Well. I was kind of annoyed because I am running Mac OS Lion on an i7 MPB with 8GB of RAM, and Safari always gets its performance degraded throughout time.
Hence, I have noticed that not only Safari.app consumes an abnormal amount of memory, but also its couple named "Safari Web Content" (which consumes even more).
Annoyed by this, I decided to kill that "Safari Web Contant" instances (they always appear in pairs, curiously. But, whatever), after all, Safari.app is the main application, anyways. What happened? Do you know when all of your tabs in Safari refresh automatically? The same effect occurs: memory usage of Safari Web Content drops (as it quits, and then is relaunched from point zero), and all your tabs get refreshed on selection. It makes me believe that those tabs' auto-refresh that sometimes happen is nothing more than a way to free memory in a very weird manner (what would be called "chuncho", in portuguese).
Ok, so what? Well, if that seems (at least for me) to be the 'official' way of better handling memory consumption, I guess it would be alright if I did the same, right?

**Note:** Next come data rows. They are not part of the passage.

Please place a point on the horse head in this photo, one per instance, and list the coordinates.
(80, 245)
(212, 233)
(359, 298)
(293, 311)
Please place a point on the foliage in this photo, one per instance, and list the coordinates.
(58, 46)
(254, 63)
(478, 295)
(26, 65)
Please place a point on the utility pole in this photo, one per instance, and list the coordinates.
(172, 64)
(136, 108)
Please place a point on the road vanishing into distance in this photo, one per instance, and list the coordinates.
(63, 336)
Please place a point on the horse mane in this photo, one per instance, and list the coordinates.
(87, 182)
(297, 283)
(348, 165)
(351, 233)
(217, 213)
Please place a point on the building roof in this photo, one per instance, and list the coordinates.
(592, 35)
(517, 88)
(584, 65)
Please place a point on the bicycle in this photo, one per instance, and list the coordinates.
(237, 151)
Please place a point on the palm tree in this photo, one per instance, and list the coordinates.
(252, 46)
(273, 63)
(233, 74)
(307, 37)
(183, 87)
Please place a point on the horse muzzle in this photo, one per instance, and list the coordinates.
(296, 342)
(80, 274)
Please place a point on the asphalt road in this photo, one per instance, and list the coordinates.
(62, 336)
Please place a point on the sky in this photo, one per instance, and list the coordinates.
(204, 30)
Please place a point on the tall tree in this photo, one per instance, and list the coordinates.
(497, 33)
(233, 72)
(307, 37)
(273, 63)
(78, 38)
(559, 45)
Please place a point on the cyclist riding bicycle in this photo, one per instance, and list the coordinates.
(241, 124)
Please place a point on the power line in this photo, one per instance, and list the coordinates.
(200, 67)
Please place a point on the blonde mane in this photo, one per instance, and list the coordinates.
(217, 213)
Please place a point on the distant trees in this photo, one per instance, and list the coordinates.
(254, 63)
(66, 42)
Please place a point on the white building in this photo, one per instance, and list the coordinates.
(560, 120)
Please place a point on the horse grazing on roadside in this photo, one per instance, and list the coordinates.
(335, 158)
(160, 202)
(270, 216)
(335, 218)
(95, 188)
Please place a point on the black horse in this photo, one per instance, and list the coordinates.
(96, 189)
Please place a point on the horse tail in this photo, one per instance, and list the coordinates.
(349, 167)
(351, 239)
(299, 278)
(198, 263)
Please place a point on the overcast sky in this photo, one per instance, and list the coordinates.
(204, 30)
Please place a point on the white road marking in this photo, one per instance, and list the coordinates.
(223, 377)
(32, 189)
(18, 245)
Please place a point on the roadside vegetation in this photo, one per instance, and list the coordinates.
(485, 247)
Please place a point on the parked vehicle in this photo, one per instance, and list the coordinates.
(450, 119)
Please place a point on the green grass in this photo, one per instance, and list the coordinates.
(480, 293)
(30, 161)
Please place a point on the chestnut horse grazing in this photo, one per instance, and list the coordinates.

Therefore, I created a small script that runs every minute as a crontab job, checking if "Safari Web Content" memory usage is too high and, if it is, kills it.
Here it is:
#!/bin/bash
filename=".tt_0e92309ei2390i209ei9203"
LIMIT=6
ps -eo pmem,pid,args | grep WebProcess.app | grep -v grep | cut -d"/" -f1 > $filename
while read line
do
mem=`echo "${line}"| awk '{print $1}'`
mem=$(echo $mem | sed -e 's/,/./g')
pid=`echo "${line}"| awk '{print $2}'`
status=$(echo "$mem > $LIMIT" | bc -l)
if [ "$status" -eq "1" ]
then
kill $pid
fi
done < $filename
rm $filename
Do not mind the random named filename, nor the weird things ("chunchos") I 开发者_如何学编程may have done :P That script basically checks if there is any "Safari Web Content" process consuming more than the $LIMIT percentage of my memory. As I have 8GB of ram, I though 6% would be already too much (Note that before, it sometimes managed to get way past those 6%), so the process should be killed! That verification is made each 1 minute, through that script's execution on my crontab.
Results? Safari's performance now is way better! :) I do not need to manually reset Safari once every one and a half hour, and that makes me very happy :) (even though, almost the same happens on the background)

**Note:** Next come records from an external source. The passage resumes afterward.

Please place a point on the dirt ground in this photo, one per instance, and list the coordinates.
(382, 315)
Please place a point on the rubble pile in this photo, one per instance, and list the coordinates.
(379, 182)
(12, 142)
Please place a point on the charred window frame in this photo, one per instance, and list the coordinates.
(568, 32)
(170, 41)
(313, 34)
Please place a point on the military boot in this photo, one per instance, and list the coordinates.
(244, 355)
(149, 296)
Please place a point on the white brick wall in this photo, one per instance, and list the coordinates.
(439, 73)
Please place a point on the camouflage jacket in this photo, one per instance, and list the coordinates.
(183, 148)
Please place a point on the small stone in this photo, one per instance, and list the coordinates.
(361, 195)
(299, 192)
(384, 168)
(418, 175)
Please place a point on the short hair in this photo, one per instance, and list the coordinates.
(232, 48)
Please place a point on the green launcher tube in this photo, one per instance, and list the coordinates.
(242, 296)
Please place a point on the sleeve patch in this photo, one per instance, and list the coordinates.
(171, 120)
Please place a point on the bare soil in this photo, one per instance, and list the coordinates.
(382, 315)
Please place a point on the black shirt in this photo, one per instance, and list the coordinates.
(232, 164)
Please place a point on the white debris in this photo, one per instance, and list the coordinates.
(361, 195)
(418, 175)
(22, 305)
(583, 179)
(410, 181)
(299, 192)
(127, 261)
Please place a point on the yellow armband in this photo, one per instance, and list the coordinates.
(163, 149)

Side effects? Weeell. Having your tabs refreshed is not always something wanted. There is one clear side effect I can think of. If your "Safari Web Content" process gets closed while you are in the middle of some important operation, you would lose everything. For instance, if my memory consumption got too high while I am tipping this, and the script killed my content process, I would lose everything.
Gladly, I have been using the script for some days already, and still did not lose anything.
Even though this solution gave me a better experience on browsing up to the moment, and I still did not get annoyed by having some writing lost, I know it is possible. Therefore, I wanted to know if you guys know of how to free a specific region of a process's memory.
I ask this because when I run vmmap on the pid of "Safari Web Content", I notice that the majority of the memory used is allocated in the Malloc Zone "JavaScriptCore FastMalloc_0xaca89d40". That way, I supposed that if I could get that memory dealloced, I could have a better experience on Safari, without the risk of losing too much (of course, that would depend on how Safari would handle that subtle unexpected clearance of memory, but I have faith).
Let's get to the end. Do your think my approach is good, or can you think of any other side effects of doing what I do? Further, do you know if I can clear the memory of that specific region? I do not mind if I would need to have root access (at least for testing purposes). And finally, have you also developed your own way of boosting your browsing experience, when using Safari? If so, please share! :)
Fernando.
No, you cannot force another process to deallocate memory. That'd almost certainly crash it anyway (which is effectively what you're doing by killing the Safari Web Content process).
I did something similar, just with applescript:
if appIsRunning("Safari") then
tell application "Safari"
quit
end tell
delay 5
end if
tell application "Safari"
activate
end tell
on appIsRunning(appName)
tell application "System Events" to (name of processes) contains appName
end appIsRunning
Then, I set up a cron job to run every morning at 3am. I don't seem to suffer too much bloat throughout the day. It's only after a few days of running that my "Safari Web Content" process starts eating 2+ gigs of memory.